E cambiare il tuo stile? Nadal o Ferrer sottolineano sempre la loro capacità di adattarsi per sopravvivere ai nuovi tempi. Servire meglio, accorciare i punti, colpire più forte…
Non lo sto facendo. In questo momento ho bisogno di recuperare le forze, per stare bene fisicamente, ma il nostro modo di vedere il tennis non è quello di cambiare il mio stile, non giocheremo allo ‘spara tutto’. È chiaro che dipende anche dal campo in cui si gioca, o dalle palline, su una superficie veloce la mia strategia non è la stessa, ma in linea generale, manteniamo il piano di sempre.

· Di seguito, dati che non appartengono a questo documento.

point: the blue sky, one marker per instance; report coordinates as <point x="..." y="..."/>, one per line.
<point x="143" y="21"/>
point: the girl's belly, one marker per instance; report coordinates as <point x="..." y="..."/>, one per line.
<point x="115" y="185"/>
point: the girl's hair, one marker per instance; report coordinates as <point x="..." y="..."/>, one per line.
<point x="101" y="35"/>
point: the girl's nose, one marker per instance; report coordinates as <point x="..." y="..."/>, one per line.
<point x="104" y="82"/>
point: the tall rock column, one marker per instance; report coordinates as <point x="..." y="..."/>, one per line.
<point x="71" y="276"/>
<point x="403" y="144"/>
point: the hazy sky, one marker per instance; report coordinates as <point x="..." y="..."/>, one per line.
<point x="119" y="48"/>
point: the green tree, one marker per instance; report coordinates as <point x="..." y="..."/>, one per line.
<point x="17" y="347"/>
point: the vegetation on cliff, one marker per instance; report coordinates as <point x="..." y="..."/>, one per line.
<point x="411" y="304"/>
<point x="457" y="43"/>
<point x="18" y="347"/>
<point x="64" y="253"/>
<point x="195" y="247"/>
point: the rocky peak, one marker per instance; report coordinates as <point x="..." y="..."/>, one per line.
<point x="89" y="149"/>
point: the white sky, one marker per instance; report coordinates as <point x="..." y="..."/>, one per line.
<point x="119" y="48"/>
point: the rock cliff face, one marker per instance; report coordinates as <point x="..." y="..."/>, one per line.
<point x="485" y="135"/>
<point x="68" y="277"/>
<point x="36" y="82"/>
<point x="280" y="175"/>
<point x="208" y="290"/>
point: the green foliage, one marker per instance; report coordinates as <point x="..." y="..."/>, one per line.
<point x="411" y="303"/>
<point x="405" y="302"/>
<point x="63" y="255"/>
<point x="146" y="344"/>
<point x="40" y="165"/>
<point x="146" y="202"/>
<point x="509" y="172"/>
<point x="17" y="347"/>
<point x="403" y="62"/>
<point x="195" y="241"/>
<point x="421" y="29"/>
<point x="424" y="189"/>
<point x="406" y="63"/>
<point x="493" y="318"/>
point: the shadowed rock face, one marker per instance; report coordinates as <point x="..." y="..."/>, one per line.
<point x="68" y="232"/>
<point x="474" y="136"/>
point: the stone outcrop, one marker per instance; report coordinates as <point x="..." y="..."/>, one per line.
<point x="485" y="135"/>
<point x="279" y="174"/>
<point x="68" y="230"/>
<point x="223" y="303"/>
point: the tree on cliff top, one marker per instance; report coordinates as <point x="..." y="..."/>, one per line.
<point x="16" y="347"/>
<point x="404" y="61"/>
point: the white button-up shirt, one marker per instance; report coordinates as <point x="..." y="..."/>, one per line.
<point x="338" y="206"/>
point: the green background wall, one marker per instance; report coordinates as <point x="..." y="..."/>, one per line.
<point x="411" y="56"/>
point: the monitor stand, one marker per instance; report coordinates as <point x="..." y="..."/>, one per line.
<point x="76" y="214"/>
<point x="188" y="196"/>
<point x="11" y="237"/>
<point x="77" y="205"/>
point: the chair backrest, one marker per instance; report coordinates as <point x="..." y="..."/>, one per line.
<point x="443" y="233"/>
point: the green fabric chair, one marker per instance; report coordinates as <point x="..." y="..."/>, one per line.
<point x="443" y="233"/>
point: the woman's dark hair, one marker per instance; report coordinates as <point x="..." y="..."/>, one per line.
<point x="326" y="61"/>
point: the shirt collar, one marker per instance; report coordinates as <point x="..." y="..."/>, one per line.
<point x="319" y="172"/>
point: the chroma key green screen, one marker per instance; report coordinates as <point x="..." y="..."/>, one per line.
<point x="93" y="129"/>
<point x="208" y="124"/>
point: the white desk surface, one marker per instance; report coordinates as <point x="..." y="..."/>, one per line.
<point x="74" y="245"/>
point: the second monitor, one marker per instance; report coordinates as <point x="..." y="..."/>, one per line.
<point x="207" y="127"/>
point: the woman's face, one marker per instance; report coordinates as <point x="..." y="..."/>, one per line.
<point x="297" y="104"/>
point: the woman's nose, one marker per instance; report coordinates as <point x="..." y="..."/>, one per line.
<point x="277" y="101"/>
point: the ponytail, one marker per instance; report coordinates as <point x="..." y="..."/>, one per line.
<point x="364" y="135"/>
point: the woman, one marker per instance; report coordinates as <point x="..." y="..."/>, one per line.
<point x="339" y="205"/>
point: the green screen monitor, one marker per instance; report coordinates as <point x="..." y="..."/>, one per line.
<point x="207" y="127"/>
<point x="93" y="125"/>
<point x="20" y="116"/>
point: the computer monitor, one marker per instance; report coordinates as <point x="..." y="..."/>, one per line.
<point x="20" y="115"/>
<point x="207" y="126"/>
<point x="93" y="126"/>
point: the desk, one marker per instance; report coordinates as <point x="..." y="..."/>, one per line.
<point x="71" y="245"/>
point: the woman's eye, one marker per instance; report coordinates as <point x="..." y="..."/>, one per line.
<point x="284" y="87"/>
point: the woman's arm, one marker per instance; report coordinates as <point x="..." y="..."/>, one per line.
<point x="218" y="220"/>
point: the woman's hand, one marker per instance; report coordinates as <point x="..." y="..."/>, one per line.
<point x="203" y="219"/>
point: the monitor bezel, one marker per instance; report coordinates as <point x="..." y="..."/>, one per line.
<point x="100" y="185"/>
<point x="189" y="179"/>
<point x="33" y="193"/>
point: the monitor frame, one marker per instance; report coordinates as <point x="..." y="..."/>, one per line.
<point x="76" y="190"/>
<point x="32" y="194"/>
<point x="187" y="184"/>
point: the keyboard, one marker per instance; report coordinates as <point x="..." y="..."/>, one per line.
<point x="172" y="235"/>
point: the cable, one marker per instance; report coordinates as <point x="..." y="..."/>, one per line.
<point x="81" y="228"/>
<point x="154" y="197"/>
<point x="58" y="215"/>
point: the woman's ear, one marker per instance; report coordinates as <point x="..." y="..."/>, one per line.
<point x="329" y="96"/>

Non appena è finita la partita, sei andata ad allenare il servizio con Pablo per dieci minuti. Questo dice molto sulla tua ambizione.
Con Pablo l’ho fatto molte volte. Ho avuto problemi con il servizio e quello che volevo era pulire il colpo dopo la partita. Con la tensione e il nervosismo, sono consapevole di cambiare il movimento; ho bisogno di pulirlo dopo la partita in modo che domani, quando inizierò di nuovo, possa averlo al livello desiderato.

Una domanda difficile. Hai mai pensato al ritiro?
(Riflette) Sarò sincera, alcune volte l’ho pensato, ma ho subito rimosso questo pensiero. Ho passato dei momenti difficili, sia in campo che fuori. Sono arrivata a dubitare di me stessa pensando: “Sono davvero in grado di continuare a giocare a tennis?” Ma continuo. Continuo perché è una cosa che mi viene da dentro, perché voglio farlo, perché voglio recuperare quelle belle sensazioni e, soprattutto, voglio superare questa situazione.

Vinci te stesso.
Esatto. Voglio allontanare i miei fantasmi, le mie paure personali, questioni che non posso lasciare irrisolte. Queste sono le cose che ti fanno pensare al ritiro, ti invitano a lasciare tutto, ma io voglio superarle. Non per vincere le partite, ma per superare i miei limiti perché non voglio che rimangano tali.

Come immagini la fine?
È difficile rispondere, soprattutto trovare un modo adeguato. Quando vedo che la gente si ritira ci rimango male, con il ritiro di Ferru (Ferrer, ndr) ho pianto molto. Non credo che sarei in grado di farlo come lui, di annunciare che tra un anno smetterò, non potrei sopportare di trovarmi al centro di questa attenzione. Certo quando vai ai tornei è bello, ti fanno sentire bene dedicandoti molte attenzioni, ma sento che questo non fa per me. Quando deciderò, mi ritirerò senza annunci. Penso che lo farò in questo modo, ma non si sa mai. La cosa principale è sentirmi di nuovo bene, ma naturalmente se ci riesco, come potrei ritirami?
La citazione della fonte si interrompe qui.